Last week I read something about power, about the ways we humans are always grasping for it: we long to be something important, to perform well enough, to earn respect, to earn applause. That’s it, I thought. It’s not that Ace is somehow better than us, more angelic than us. Or even that he’s operating on a different level of human goodness. It’s simply that he—even as a baby—doesn’t seem to grasp for power. He’s not desperate for importance. He simply longs to love and be loved, to know and be known. And when he is seen, he erupts in smiles. He claps his hands.
Last month in the car after school my seven-year-old said, “Mom, I don’t want Ace to be different. I don’t want him to look different than other kids because that makes me really sad.”
“Yeah, that must feel really hard, buddy,” I said. “I’m sorry that makes you sad.” Again, what else was there to say?
We suffer in this life. And it’s not about whether or not the suffering will come, it’s how, and when, and how we will respond. I thank God my older sons are learning that truth now: that being different is both hard and beautiful, that joy is not found in running from suffering, but leaning right into it, and coming out wiser and more generous.
Yes, it will be painful for my older sons to see Ace struggle, but I believe Ace’s life will help them grow more naturally into compassionate men, the kind who learned to love someone who didn’t grasp for power. I pray they’ll learn from Ace how to work hard, how to love big, how to prioritize friendship over performance.
There have been moments when I’ve thought about the other 475, the other women whose babies showed markers of DS but whose blood tests came back negative. I’ve felt jealous, or asked why it had to be harder for me, for my baby.
And now, one year after that World Down Syndrome Day when I didn’t know what to say, or how to say it, when my sweet baby’s face was momentarily lost in the dim mirror of a diagnosis I didn’t know how to embrace, I’ve been learning to recognize the reality of the gift I was given.
The chances were 1 in 476, and I won the lottery.

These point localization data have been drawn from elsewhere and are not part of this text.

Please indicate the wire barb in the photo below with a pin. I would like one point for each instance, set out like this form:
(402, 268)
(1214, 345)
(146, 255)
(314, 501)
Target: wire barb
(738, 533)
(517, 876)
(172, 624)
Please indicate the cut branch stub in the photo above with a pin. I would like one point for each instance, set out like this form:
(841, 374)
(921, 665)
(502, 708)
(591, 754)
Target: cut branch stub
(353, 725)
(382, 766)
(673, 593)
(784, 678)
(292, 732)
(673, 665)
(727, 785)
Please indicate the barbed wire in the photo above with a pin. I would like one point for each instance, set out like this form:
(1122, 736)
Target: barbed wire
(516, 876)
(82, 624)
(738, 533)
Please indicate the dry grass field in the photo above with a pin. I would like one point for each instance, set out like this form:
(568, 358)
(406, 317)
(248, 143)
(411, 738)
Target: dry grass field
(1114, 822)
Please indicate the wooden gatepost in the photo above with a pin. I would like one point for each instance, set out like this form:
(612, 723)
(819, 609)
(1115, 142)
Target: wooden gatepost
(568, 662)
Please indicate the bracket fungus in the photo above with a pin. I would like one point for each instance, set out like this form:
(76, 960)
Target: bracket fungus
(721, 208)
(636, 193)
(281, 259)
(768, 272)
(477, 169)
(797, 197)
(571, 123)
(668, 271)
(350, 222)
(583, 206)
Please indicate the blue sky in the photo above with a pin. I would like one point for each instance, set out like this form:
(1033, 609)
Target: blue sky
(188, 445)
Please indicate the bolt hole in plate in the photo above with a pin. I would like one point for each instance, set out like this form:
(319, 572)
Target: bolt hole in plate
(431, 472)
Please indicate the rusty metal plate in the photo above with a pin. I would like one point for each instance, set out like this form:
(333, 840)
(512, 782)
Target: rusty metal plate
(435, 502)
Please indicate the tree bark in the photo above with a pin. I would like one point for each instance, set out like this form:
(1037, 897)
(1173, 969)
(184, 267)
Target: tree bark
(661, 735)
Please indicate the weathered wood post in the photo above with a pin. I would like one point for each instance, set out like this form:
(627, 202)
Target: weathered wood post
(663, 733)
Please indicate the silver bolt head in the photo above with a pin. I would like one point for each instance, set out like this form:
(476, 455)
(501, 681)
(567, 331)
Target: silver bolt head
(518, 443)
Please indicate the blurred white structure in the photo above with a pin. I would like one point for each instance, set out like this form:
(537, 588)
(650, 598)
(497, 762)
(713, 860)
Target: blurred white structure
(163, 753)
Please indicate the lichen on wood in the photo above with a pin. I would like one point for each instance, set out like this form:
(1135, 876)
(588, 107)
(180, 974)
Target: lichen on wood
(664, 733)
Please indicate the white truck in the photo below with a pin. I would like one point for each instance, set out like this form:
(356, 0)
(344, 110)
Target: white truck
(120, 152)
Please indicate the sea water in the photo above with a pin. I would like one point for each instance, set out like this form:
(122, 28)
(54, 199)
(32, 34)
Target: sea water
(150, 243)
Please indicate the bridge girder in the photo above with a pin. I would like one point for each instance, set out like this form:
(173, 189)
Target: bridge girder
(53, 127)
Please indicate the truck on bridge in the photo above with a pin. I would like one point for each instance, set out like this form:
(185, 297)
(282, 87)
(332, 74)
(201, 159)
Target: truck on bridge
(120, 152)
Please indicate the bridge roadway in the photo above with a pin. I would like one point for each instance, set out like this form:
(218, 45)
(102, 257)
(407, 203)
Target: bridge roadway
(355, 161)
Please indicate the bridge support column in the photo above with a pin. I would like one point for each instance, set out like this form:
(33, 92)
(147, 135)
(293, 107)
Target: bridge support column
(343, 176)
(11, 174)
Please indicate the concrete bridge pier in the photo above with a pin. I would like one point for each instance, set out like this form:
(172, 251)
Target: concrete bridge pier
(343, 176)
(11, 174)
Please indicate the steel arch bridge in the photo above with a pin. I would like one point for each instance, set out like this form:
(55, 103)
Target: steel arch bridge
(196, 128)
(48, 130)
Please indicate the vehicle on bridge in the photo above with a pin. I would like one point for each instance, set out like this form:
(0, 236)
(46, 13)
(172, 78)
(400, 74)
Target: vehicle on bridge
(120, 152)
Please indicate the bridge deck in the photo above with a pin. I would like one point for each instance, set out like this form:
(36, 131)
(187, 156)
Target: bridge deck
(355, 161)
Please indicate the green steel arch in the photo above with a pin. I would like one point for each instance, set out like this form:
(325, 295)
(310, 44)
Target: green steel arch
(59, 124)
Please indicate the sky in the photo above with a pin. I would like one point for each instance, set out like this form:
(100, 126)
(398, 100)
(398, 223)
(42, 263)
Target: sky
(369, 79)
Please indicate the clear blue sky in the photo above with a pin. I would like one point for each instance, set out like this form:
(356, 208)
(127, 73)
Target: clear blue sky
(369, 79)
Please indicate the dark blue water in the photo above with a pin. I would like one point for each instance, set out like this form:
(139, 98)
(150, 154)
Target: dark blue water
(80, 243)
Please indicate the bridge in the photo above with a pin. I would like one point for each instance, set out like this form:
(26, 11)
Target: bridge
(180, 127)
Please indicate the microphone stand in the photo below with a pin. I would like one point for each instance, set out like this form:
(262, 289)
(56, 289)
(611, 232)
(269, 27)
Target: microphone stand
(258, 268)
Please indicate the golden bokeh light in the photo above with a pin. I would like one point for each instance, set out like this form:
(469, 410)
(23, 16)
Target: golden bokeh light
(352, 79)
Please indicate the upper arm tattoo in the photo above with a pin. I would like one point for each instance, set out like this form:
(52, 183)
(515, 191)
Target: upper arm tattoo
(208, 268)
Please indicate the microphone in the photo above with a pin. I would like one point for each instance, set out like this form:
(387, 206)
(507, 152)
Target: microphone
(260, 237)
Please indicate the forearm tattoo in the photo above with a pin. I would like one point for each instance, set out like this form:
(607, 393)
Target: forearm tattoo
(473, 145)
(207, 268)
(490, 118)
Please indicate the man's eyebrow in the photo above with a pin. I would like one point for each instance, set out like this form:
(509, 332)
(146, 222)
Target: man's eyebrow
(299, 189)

If I could write that Facebook post for my pregnant self, the woman at the kitchen table with her laptop open, the woman who feared she was walking into a world of loss and sorrow, this is what I would say to her:
Sweet girl, take a deep breath. You just won the lottery.
This is not what you planned for and those are the best of all the adventures.

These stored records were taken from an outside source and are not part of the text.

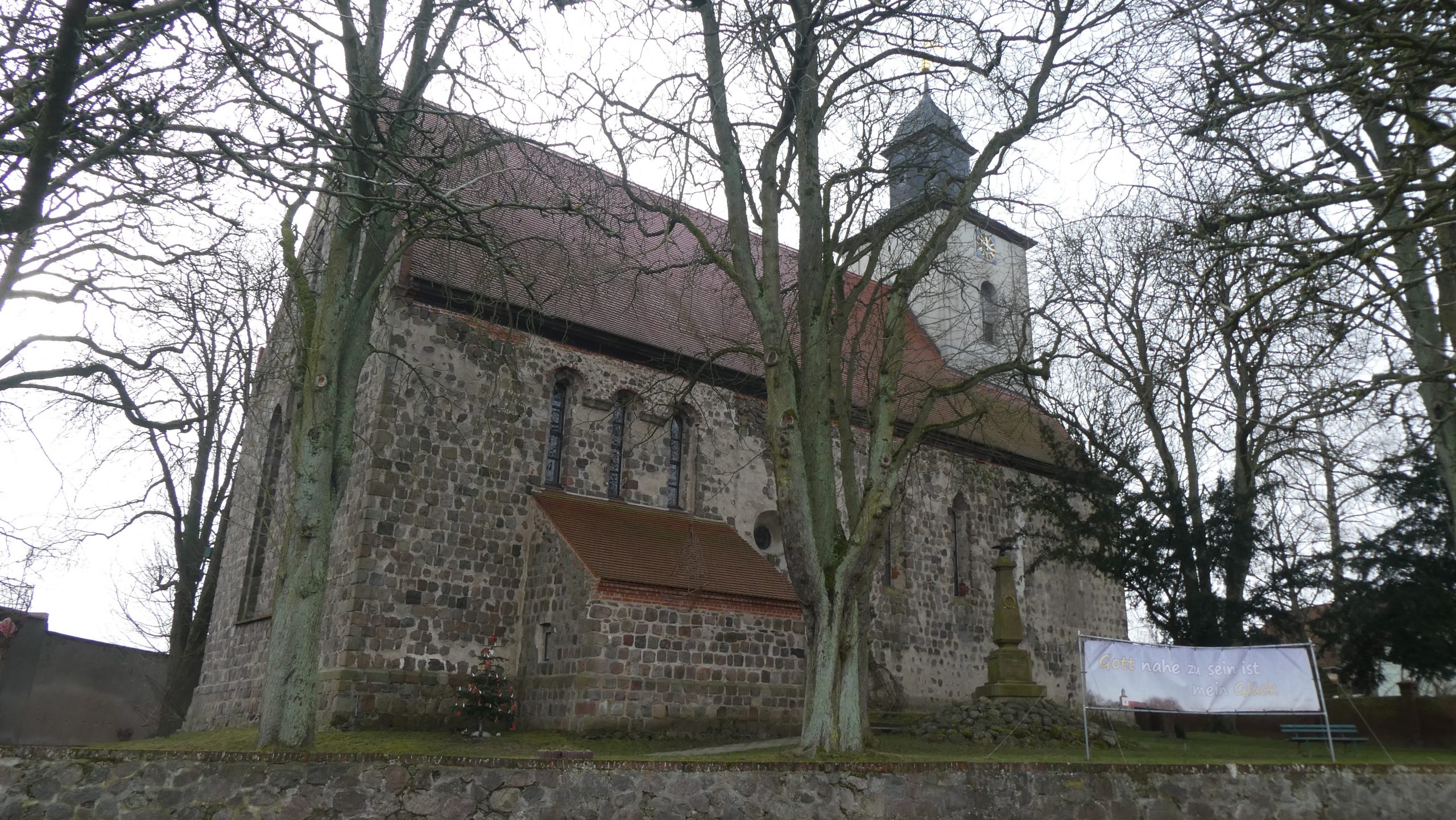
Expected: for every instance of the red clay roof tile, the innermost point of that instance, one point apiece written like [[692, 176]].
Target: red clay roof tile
[[664, 548]]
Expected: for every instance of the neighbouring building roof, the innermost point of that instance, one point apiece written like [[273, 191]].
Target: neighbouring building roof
[[574, 244], [661, 548]]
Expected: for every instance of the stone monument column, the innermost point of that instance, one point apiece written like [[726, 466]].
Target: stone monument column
[[1008, 666]]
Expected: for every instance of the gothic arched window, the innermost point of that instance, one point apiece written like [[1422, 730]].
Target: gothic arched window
[[991, 313], [676, 443], [263, 517], [960, 546], [557, 433], [619, 436]]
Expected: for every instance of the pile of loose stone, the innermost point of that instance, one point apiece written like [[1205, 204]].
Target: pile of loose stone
[[1010, 723]]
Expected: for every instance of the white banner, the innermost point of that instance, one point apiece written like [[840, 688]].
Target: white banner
[[1122, 675]]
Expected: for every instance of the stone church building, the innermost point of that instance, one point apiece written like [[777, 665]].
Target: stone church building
[[555, 452]]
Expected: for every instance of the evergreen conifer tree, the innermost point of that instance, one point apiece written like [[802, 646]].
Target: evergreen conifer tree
[[488, 698]]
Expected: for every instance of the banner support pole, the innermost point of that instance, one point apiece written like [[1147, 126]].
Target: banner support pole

I would tell her that her older sons are capable of tenderness she’s never seen before. I’d tell her that loving another person is always a risk, whether or not that person has a disability. I’d tell her about the day I put three-month old Ace down for a nap and my oldest son asked me to pray “that Ace’s Down syndrome won’t hurt him.”

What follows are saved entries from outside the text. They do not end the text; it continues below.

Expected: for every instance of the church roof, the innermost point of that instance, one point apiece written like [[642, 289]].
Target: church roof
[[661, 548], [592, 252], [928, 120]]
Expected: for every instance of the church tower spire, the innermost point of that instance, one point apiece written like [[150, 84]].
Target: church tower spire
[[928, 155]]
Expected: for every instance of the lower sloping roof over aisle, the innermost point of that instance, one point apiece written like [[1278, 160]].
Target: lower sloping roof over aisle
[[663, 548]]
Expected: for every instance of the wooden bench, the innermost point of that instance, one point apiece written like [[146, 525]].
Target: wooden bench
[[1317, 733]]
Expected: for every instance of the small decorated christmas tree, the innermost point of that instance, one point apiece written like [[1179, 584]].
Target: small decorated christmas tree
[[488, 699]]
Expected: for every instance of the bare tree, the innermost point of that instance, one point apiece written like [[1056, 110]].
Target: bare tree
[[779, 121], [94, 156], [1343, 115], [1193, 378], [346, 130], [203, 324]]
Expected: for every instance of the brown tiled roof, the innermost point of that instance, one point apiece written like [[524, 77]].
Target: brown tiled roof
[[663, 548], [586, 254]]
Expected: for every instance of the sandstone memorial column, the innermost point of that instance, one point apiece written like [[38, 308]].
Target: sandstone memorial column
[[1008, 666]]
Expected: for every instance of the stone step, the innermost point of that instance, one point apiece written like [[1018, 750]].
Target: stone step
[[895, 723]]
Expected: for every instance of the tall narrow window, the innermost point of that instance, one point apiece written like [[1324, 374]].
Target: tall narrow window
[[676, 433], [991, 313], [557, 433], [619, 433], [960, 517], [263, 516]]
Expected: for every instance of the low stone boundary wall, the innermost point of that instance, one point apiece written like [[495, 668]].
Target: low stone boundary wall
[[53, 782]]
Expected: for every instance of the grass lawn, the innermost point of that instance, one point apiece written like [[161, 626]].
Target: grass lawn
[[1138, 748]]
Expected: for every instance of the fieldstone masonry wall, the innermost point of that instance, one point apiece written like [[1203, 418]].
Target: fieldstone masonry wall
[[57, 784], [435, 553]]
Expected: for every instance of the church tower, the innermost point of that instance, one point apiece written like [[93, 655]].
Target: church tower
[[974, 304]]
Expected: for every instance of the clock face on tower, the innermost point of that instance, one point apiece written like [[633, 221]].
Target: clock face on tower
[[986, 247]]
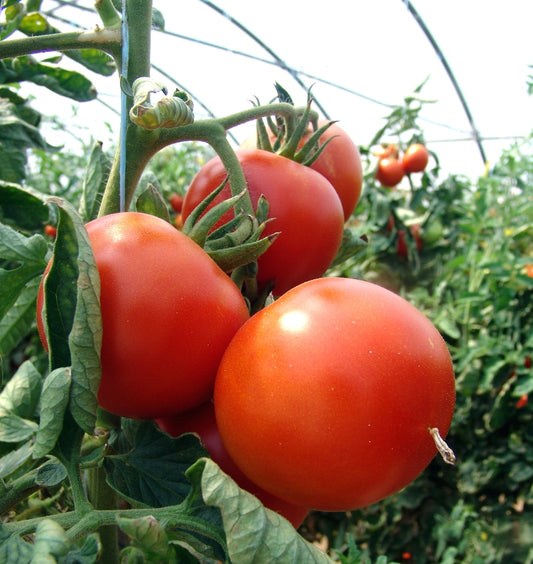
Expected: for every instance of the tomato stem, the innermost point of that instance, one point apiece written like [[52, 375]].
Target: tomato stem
[[444, 450]]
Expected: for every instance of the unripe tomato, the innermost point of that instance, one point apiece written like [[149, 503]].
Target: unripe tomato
[[327, 396], [389, 172], [415, 159], [202, 422], [304, 208], [168, 313]]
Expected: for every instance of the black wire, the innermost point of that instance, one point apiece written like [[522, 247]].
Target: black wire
[[450, 74]]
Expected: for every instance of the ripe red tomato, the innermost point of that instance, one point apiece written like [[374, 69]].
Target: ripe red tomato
[[325, 397], [339, 162], [168, 313], [201, 421], [415, 159], [389, 172], [50, 230], [304, 206]]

I’d tell her how when Ace cries my five-year-old half shouts/half sings the song we wrote together: “I am Acey! I am Acey! I’m a sweet little boy!” I’d tell her how, despite the chaos of all of it, as soon as Ace hears his brother’s voice he always stops crying, just so he can listen.
I’d tell her that there was never a different story. The one she had in her head, the one with three typically developing sons all growing up strong and handsome and successful with easy lives.
This was the real story all along, I’d tell her. The true story of our family. Your older sons were created with this plan already in motion. And it’s perfect this way, I’d say. Just watch and see.
I’d remind her of Carey playing on the sidewalk in that Barbie shirt, how she loved Carey and Carey loved her.
I’d tell her it’s worth it, all of the risks, all the fears, all the therapies and challenges and the uncertainty of the future. It’s worth it because love is bigger and wilder and more spectacular than she can imagine.
It’s World Down Syndrome Day, one year later, I’d say. And I won the lottery.